Dear Microsoft Excel team,
In the last all hands meeting, you probably heard that I’ve been temporarily assigned as program manager of Microsoft Excel 2007. Granted this is an extraordinary action, but these are extraordinary times, my friends.
In the spirit of openness, I will tell you we will be making some specific changes to the product. We must work quickly as my time here is limited. I’m not even an Microsoft employee and I’m sure HR will have some say in the matter once they figure out what’s going on.
In my limited time we will improve one specific thing, Excel’s charting and data visualization functionality. People live and, unfortunately, die on infographics and frankly, the situation in Excel 2007 right now is deeply...busted.
We will improve the situation by working on five projects:
Project 1: Improve the defaults: Making a basic chart in Excel with default settings is easy but the results are poor from a data visualization standpoint. For instance, Excel’s default colors do not provide good contrast and nearly all Excel charts are laden with chart-junk. Let’s get out the brooms! I know many of you have read Tufte. Good infographics are within our reach. Let’s not multiply choice, but gently guide users to a limited set of good choices.
Incidentally, 3D charts will be turned off globally, although users can easily turn it back on by going to Preferences, selecting the Charting tab, opening the Advanced Charting subdialog box, finding the "Pimp my ride" sub-sub tab (it’s down there in the back, just look for it!), and choosing both the "3D" and "extra glossy" checkboxes. There may also be some permissions issues here, too.
Project 2: Provide guidance on chart types: Users choose from a large variety of chart types in Excel without any background in effective data visualization principles. As a result, users can select from charts that are known to be ineffective in displaying data. These chart types include: pie charts, stacked column charts, clustered bar charts, cone charts, pseudo 3-D charts.
Well, we’re going to solve some of that problem in Phase 1 by removing ineffective chart types. However, we can do better. We’re the intellisense guys, remember! We will intelligently introspect on selected data to present no more than three good charting choices to a user. If lots of series are selected, then we offer multi-line and parallel trellis graphs as options. If it’s a single series with just a few values, then we show bar. If it’s a lot of data with a category dimension, we can offer box charts. We can do this.

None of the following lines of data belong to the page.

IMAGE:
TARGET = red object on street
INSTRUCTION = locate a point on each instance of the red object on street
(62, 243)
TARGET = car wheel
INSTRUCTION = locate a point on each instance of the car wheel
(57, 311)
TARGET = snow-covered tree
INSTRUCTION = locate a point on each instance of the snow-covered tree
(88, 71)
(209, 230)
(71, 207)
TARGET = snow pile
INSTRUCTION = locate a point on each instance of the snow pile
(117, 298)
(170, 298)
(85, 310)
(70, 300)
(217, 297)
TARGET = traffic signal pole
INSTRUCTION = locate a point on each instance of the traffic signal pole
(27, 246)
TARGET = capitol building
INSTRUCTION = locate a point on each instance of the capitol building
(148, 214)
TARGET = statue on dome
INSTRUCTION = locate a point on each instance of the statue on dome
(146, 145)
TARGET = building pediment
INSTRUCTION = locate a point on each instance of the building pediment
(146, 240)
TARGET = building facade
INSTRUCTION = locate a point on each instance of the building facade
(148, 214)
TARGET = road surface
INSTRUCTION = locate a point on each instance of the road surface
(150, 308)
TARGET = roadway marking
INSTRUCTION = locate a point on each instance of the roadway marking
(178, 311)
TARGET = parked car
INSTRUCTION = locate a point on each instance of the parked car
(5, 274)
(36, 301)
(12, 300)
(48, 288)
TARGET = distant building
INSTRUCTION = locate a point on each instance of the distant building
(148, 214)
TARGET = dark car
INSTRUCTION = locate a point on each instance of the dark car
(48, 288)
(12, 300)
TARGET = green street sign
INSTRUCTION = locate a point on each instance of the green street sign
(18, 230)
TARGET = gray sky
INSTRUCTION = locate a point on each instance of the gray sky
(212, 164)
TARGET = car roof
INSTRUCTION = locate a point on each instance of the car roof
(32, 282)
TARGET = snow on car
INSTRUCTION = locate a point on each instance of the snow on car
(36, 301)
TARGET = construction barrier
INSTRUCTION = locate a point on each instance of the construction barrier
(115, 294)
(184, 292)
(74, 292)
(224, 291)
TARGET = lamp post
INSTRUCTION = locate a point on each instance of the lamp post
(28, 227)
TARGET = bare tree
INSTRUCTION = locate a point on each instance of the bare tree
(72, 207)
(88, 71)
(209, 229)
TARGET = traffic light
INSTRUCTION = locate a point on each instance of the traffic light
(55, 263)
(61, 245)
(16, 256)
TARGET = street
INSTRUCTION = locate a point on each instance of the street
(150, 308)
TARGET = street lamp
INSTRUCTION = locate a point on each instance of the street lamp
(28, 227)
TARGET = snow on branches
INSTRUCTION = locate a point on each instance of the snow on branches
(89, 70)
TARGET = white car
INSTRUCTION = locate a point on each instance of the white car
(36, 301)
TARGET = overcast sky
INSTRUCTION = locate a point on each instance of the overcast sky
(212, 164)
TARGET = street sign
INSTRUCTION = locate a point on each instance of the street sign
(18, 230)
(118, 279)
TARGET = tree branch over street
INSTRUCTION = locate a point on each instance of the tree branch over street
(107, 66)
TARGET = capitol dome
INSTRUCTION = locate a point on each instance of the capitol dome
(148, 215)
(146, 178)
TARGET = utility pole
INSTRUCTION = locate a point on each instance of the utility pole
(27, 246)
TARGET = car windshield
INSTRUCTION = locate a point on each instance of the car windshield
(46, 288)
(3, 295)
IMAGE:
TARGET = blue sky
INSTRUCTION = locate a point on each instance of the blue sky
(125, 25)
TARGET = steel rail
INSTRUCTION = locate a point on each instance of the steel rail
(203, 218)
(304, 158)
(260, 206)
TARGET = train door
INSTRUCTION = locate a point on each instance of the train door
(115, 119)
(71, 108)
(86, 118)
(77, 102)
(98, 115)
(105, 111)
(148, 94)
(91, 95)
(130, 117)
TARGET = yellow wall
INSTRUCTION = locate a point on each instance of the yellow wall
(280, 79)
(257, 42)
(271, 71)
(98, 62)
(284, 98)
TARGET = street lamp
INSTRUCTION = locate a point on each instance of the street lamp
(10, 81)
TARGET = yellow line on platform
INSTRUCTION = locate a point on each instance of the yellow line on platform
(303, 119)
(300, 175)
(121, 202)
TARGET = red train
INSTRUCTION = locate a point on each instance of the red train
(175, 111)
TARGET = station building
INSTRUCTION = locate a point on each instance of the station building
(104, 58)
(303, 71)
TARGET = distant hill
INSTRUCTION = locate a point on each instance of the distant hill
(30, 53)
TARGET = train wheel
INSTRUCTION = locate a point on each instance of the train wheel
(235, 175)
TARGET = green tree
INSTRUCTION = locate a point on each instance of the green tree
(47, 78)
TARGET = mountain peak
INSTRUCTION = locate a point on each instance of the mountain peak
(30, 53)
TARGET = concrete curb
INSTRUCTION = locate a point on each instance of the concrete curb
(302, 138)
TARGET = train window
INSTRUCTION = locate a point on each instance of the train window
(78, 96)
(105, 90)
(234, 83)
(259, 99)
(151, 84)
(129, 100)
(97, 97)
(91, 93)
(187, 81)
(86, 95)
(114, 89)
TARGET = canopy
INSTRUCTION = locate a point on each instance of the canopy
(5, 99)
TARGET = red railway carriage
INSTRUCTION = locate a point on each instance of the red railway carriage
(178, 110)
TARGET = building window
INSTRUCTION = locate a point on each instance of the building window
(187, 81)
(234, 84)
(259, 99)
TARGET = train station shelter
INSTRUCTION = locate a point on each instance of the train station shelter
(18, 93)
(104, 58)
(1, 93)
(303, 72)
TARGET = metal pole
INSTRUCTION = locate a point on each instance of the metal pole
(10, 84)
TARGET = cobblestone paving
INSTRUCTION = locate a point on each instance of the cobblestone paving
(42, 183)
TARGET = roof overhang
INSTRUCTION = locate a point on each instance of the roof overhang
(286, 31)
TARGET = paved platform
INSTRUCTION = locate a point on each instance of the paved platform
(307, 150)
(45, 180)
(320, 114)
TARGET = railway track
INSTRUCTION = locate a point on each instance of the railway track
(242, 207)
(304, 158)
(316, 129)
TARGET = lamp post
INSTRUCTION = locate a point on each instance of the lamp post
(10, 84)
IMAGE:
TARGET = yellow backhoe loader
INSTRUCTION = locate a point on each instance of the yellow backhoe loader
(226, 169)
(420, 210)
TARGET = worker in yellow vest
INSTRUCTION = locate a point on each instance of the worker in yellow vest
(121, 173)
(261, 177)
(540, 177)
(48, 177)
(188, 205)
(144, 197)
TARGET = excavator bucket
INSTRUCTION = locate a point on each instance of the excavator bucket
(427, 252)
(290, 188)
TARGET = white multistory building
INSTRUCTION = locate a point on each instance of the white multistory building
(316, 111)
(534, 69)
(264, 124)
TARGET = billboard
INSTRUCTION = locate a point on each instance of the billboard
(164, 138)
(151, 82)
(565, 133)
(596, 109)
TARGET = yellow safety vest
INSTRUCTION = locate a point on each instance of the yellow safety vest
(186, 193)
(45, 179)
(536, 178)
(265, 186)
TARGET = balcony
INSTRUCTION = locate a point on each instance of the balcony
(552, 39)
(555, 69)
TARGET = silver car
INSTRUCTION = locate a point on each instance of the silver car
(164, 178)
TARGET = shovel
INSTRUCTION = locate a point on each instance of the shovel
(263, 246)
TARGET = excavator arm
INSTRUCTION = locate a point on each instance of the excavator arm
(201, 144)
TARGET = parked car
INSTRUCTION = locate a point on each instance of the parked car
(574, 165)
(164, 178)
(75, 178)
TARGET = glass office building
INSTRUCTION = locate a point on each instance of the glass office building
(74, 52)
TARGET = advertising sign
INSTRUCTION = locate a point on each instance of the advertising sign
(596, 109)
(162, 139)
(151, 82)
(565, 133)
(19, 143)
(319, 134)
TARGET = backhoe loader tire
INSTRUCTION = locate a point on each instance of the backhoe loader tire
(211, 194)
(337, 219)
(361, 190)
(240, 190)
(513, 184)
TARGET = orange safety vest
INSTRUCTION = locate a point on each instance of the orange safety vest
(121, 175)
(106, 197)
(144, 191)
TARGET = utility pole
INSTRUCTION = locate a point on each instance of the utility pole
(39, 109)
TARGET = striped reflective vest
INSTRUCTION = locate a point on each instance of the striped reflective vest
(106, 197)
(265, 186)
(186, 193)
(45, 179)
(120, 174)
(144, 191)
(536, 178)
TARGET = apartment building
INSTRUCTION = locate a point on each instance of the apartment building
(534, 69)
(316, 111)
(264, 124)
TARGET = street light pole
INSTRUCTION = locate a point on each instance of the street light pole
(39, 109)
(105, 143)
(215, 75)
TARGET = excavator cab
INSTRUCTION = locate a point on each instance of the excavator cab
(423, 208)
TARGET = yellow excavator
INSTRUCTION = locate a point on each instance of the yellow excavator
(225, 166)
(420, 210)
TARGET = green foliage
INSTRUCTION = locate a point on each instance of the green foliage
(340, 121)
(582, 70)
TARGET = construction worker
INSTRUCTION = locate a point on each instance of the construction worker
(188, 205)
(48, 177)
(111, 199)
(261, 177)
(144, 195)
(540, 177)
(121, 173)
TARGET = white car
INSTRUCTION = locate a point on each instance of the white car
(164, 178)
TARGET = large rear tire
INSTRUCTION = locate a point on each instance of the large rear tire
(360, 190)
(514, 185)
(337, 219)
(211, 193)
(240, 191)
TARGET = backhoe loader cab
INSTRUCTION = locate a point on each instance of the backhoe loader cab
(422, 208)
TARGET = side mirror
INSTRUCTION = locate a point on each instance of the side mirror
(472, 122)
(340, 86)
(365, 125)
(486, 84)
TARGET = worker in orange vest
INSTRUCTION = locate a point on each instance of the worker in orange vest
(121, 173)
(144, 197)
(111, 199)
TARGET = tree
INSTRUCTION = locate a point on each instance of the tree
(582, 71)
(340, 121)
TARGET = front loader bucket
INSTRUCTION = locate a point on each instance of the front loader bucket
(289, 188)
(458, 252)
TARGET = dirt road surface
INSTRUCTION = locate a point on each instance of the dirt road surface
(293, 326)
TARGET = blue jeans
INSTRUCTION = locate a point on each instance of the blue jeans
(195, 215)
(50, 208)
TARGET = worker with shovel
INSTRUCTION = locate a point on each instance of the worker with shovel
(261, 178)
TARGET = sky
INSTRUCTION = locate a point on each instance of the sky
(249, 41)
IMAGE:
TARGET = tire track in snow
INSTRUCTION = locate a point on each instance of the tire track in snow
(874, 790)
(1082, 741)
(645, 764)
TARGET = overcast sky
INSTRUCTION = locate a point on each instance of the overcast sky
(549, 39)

Project 3: Provide missing chart types: As the right hand taketh away (Project 1), the left hand giveth. Excel lacks a number of effective chart types including: box charts, bullet charts, dot plots, trellis displays. Tableau’s got all this advanced infovis stuff, why don’t we? This is our chance to exercise innovation and move the industry forward.
Project 4. Create a common packaging format for Excel add-ins: Mozilla Firefox provides an excellent example of how to build a lightweight and easy to use extension process. There, I said it. Let me say it again: Mozilla Firefox provides an excellent example of how to build a lightweight and easy to use extension process. Let’s all say it together. Mozilla Firefox provides an excellent example of how to build a lightweight and easy to use extension process. Whew! Feel liberated?
Let’s face it, using Excel add-ins is difficult, confusing and, at times, frightening, to users. Furthermore, add-ins from different providers are packaged differently. There’s no consistent process to add functionality to Excel.
We must make it easier for ordinary users to innovate and add features they need to Excel. A side benefit of this project will be that this will damp down our need to pack the product with every conceivable feature under the sun. What’s more, we can harvest the best of these add-ins as built-in features for future versions of Excel. That’s what Firefox has done.
Project 5: Develop a community around Excel: There are a number of practitioners providing good technical advice for Excel charting. However, even this excellent technical advice is not reaching users. A recent user group meeting in Atlantic City, New Jersey featuring several Excel luminaries got only 50 attendees!When SAS puts together a user conference, they have thousands of attendees and hundreds of papers are presented. They have it in a convention center for goodness sake.
Users don’t know what they don’t know. They don’t know that they need to keep learning and sharing what they know. We need to celebrate the luminaries among our users that help fill the inevitable gaps in our products. And we need to encourage innovation and sharing from our lead users.
That’s it. Just five things. Five things that will make Excel a better product and the world a better place. Let’s get to work. One way or another these changes must come to Excel even if I have to do them myself.